Nanoparticle tracking analysis monitors microvesicle and exosome secretion from immune cells
Article first published online: 23 APR 2012
© 2012 The Authors. Immunology © 2012 Blackwell Publishing Ltd
Volume 136, Issue 2, pages 192–197, June 2012
How to Cite
Soo, C. Y., Song, Y., Zheng, Y., Campbell, E. C., Riches, A. C., Gunn-Moore, F. and Powis, S. J. (2012), Nanoparticle tracking analysis monitors microvesicle and exosome secretion from immune cells.
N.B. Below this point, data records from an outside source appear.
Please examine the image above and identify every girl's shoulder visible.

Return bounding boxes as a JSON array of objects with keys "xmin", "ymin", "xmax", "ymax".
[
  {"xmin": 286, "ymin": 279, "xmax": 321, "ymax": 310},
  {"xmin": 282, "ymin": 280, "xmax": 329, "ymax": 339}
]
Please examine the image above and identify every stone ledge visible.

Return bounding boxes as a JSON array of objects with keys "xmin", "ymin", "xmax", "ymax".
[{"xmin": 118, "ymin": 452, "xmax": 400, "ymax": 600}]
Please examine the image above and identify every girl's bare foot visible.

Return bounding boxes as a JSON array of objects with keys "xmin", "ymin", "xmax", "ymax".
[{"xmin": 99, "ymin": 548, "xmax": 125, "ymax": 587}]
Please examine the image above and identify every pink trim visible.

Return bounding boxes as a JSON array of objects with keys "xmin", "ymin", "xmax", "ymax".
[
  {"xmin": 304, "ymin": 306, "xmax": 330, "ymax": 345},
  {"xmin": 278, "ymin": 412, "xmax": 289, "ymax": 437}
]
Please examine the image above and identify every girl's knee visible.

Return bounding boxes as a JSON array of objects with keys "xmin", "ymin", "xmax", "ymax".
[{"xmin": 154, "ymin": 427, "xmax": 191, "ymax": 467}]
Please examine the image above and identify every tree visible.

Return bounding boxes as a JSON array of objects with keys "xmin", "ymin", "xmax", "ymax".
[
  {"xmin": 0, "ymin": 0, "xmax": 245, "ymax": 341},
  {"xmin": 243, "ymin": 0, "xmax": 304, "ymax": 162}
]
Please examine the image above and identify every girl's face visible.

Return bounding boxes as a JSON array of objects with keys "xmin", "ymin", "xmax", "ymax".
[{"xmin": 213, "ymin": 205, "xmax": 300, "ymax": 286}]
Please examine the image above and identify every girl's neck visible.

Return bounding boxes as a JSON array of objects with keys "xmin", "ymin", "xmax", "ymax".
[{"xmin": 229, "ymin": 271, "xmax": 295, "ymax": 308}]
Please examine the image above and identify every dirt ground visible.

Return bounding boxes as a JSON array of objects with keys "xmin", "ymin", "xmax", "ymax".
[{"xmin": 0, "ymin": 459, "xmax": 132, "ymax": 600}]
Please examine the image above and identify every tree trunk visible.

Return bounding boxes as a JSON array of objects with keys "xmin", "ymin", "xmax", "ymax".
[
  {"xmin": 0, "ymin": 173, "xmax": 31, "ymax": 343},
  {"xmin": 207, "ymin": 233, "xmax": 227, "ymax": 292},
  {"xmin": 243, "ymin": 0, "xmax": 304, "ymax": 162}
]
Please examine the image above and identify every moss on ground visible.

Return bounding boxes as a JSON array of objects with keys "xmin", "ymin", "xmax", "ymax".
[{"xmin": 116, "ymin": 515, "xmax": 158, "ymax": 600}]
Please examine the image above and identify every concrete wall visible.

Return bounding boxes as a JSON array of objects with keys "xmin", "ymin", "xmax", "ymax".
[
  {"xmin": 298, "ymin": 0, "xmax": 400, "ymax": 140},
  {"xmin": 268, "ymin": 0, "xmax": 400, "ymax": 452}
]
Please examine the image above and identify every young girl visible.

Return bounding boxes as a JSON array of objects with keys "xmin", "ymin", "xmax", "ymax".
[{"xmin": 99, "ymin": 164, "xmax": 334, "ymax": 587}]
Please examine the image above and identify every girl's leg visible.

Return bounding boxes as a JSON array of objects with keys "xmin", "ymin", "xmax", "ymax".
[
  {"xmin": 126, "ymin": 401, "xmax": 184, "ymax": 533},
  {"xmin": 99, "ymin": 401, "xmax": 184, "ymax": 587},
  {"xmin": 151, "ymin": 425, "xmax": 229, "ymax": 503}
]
Immunology, 136: 192–197. doi: 10.1111/j.1365-2567.2012.03569.x
- Issue published online: 23 APR 2012
- Article first published online: 23 APR 2012
- Accepted manuscript online: 20 FEB 2012 02:02PM EST
- Received 30 September 2011; revised 24 January 2012; accepted 30 January 2012.
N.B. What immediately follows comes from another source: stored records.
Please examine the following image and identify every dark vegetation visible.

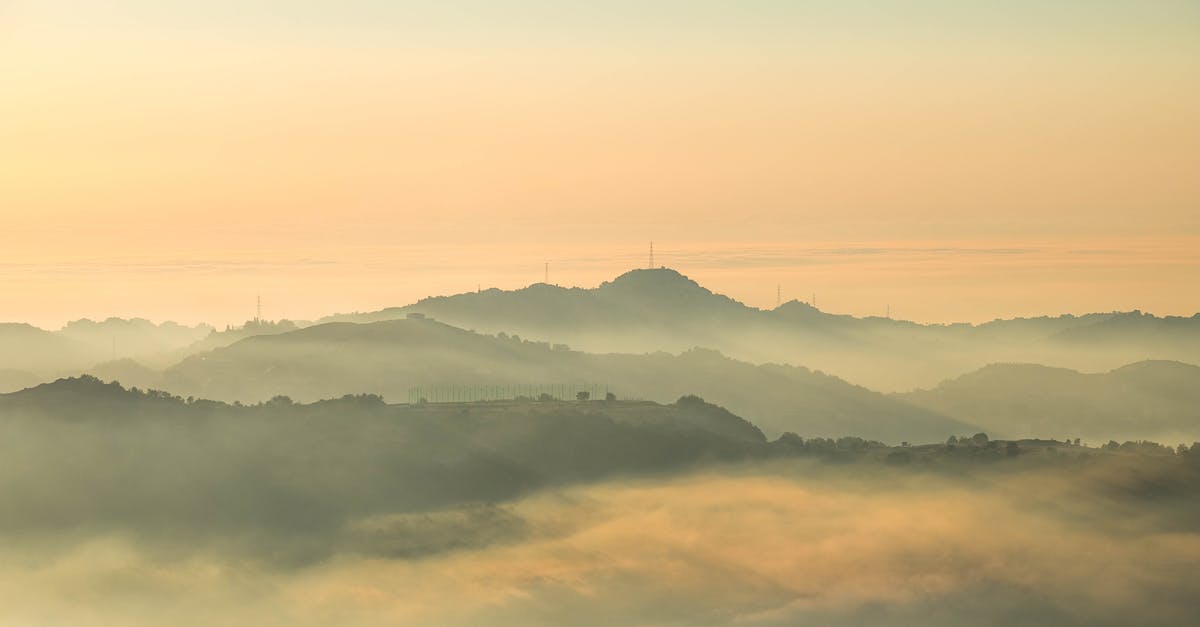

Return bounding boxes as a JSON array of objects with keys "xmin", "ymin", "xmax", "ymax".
[{"xmin": 0, "ymin": 377, "xmax": 1200, "ymax": 563}]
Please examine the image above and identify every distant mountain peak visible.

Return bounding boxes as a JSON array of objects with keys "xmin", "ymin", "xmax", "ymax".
[{"xmin": 600, "ymin": 265, "xmax": 708, "ymax": 287}]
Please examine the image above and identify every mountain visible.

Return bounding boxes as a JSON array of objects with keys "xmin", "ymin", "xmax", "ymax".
[
  {"xmin": 896, "ymin": 360, "xmax": 1200, "ymax": 442},
  {"xmin": 147, "ymin": 318, "xmax": 972, "ymax": 442},
  {"xmin": 323, "ymin": 268, "xmax": 1200, "ymax": 392},
  {"xmin": 0, "ymin": 323, "xmax": 97, "ymax": 376},
  {"xmin": 56, "ymin": 318, "xmax": 212, "ymax": 365}
]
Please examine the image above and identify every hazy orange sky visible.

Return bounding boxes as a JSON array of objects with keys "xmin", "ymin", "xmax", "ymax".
[{"xmin": 0, "ymin": 0, "xmax": 1200, "ymax": 327}]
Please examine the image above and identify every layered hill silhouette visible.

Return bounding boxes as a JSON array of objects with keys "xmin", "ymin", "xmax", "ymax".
[
  {"xmin": 325, "ymin": 268, "xmax": 1200, "ymax": 392},
  {"xmin": 896, "ymin": 360, "xmax": 1200, "ymax": 442},
  {"xmin": 0, "ymin": 377, "xmax": 772, "ymax": 565},
  {"xmin": 0, "ymin": 318, "xmax": 212, "ymax": 379},
  {"xmin": 140, "ymin": 320, "xmax": 973, "ymax": 442}
]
- cell processes/associated and molecules;
- dendritic cells;
- T cells
Nanoparticle tracking analysis permits the determination of both the size distribution and relative concentration of microvesicles, including exosomes, in the supernatants of cultured cells and biological fluids. We have studied the release of microvesicles from the human lymphoblastoid T-cell lines Jurkat and CEM. Unstimulated, both cell lines release microvesicles in the size range 70–90 nm, which can be depleted from the supernatant by ultracentrifugation at 100 000 g, and by anti-CD45 magnetic beads, and which by immunoblotting also contain the exosome-associated proteins Alix and Tsg101. Incubation with known potentiators of exosome release, the ionophores monensin and A23187, resulted in a significant increase in microvesicle release that was both time and concentration dependent. Mass spectrometric analysis of proteins isolated from ultracentrifuged supernatants of A23187-treated cells revealed the presence of exosome-associated proteins including heat-shock protein 90, tubulin, elongation factor α1, actin and glyceraldehyde 3-phosphate dehydrogenase. Additionally, treatment of peripheral blood monocyte-derived dendritic cells with bacterial lipopolysaccharide displayed an increase in secreted microvesicles. Consequently, nanoparticle tracking analysis can be effectively applied to monitor microvesicle release from cells of the immune system.